Regex for s3 bucket name

Answer

The simplest and safest regex is:

(?!(^xn--|.+-s3alias$))^[a-z0-9][a-z0-9-]{1,61}[a-z0-9]$

It ensures that names work for all cases - including when you are using S3 Transfer Acceleration. Also, as it doesn't include any backslashes, it's easier to use in string contexts.

Alternative

If you need S3 bucket names that include dots (and you don't use S3 Transfer Acceleration), you can use this instead:

(?!(^((2(5[0-5]|[0-4][0-9])|[01]?[0-9]{1,2})\.){3}(2(5[0-5]|[0-4][0-9])|[01]?[0-9]{1,2})$|^xn--|.+-s3alias$))^[a-z0-9][a-z0-9.-]{1,61}[a-z0-9]$

Explanation

The Amazon S3 bucket naming rules as of 2022-05-14 are:

  1. Bucket names must be between 3 (min) and 63 (max) characters long.
  2. Bucket names can consist only of lowercase letters, numbers, dots (.), and hyphens (-).
  3. Bucket names must begin and end with a letter or number.
  4. Bucket names must not be formatted as an IP address (for example, 192.168.5.4).
  5. Bucket names must not start with the prefix xn--.
  6. Bucket names must not end with the suffix -s3alias.
  7. Buckets used with Amazon S3 Transfer Acceleration can't have dots (.) in their names.

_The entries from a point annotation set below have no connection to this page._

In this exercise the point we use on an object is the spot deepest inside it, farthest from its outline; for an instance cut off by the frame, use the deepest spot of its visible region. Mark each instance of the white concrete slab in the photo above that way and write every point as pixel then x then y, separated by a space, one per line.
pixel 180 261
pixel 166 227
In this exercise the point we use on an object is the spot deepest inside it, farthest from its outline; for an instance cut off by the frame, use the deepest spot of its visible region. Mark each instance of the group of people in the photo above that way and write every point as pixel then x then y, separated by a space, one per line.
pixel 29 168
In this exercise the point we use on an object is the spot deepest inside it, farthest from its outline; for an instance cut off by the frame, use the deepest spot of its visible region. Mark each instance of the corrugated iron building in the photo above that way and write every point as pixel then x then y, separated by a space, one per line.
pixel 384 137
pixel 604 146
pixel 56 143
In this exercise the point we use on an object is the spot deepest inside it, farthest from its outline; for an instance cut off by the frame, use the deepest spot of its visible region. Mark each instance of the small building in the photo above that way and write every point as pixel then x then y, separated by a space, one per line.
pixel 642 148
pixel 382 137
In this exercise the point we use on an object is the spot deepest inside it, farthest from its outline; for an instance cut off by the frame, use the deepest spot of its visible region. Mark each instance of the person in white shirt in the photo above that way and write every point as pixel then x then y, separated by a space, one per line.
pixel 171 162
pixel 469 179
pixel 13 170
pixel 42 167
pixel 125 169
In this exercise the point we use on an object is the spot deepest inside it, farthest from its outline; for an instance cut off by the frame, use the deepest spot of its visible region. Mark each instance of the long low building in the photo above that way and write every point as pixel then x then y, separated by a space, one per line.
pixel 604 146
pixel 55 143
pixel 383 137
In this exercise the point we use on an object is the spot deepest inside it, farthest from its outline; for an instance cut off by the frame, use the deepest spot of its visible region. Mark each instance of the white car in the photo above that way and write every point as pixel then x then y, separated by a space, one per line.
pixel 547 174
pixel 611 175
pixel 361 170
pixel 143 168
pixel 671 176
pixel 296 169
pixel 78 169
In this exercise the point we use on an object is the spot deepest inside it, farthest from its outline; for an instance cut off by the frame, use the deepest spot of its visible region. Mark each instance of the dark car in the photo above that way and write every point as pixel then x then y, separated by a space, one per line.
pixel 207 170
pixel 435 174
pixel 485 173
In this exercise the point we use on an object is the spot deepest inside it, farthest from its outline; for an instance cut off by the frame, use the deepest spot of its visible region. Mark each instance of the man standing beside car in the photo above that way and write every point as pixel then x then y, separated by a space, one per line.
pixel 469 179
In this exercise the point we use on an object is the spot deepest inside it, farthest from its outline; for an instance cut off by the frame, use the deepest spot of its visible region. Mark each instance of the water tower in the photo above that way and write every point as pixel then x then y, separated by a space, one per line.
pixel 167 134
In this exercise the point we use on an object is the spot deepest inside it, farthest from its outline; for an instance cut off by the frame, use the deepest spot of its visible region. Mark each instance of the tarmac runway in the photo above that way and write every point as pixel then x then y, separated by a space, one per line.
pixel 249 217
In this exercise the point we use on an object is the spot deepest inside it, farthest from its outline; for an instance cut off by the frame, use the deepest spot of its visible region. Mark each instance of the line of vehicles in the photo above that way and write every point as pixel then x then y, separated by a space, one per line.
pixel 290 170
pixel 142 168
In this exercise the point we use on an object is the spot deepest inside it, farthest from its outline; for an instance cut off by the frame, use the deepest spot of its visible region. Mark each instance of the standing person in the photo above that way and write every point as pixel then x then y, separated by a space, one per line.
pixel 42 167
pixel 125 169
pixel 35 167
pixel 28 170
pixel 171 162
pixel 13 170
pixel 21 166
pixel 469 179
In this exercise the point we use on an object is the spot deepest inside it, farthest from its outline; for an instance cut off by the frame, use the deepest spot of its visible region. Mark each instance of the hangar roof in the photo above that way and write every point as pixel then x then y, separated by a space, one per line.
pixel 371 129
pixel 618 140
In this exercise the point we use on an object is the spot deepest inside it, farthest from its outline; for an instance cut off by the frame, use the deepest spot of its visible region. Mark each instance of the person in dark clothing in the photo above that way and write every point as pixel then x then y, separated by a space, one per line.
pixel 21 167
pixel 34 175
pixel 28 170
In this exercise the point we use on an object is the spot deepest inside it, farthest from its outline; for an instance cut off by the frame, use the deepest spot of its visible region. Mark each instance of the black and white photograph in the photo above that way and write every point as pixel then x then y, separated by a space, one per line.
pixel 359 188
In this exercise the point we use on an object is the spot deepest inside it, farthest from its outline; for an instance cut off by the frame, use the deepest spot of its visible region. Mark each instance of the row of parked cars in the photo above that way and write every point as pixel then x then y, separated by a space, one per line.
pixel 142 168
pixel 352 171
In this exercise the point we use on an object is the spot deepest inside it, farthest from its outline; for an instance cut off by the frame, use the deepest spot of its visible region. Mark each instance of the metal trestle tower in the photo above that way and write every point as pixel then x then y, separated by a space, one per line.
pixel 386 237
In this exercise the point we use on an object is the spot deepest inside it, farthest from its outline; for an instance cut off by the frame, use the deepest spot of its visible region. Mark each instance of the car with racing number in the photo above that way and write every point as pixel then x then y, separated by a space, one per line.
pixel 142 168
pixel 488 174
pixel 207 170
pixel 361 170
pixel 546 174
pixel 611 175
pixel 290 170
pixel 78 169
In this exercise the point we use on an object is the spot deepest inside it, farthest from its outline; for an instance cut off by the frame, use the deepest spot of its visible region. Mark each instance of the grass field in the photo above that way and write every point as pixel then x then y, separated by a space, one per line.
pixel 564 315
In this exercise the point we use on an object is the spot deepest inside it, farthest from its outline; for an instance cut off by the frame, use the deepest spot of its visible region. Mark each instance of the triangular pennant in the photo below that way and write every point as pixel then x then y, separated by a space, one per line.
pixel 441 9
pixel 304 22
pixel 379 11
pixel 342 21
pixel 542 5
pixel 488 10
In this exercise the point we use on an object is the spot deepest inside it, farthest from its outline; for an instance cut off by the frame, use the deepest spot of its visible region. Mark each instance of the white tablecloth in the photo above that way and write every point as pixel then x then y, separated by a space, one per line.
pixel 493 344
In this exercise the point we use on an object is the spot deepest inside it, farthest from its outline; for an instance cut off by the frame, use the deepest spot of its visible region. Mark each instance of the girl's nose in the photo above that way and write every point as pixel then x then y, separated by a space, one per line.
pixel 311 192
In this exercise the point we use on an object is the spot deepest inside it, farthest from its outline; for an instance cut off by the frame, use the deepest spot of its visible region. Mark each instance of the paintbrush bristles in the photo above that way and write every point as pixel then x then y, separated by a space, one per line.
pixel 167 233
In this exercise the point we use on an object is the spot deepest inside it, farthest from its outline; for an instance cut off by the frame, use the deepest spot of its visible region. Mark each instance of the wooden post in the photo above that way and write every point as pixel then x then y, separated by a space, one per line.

This regex matches all the rules (including rule 7):

(?!(^xn--|.+-s3alias$))^[a-z0-9][a-z0-9-]{1,61}[a-z0-9]$

The first group (?!(^xn--|-s3alias$)) is a negative lookahead that ensures that the name doesn't start with xn-- or end with -s3alias (satisfying rules 5 and 6).

The rest of the expression ^[a-z0-9][a-z0-9-]{1,61}[a-z0-9]$ ensures that:

  • the name starts with a lowercase letter or number (^[a-z0-9]) and ends with a lowercase letter or number ([a-z0-9]$) (rule 3).
  • the rest of the name consists of 1 to 61 lowercase letters, numbers or hyphens ([a-z0-9-]{1,61}) (rule 2).
  • the entire expression matches names from 3 to 63 characters in length (rule 1).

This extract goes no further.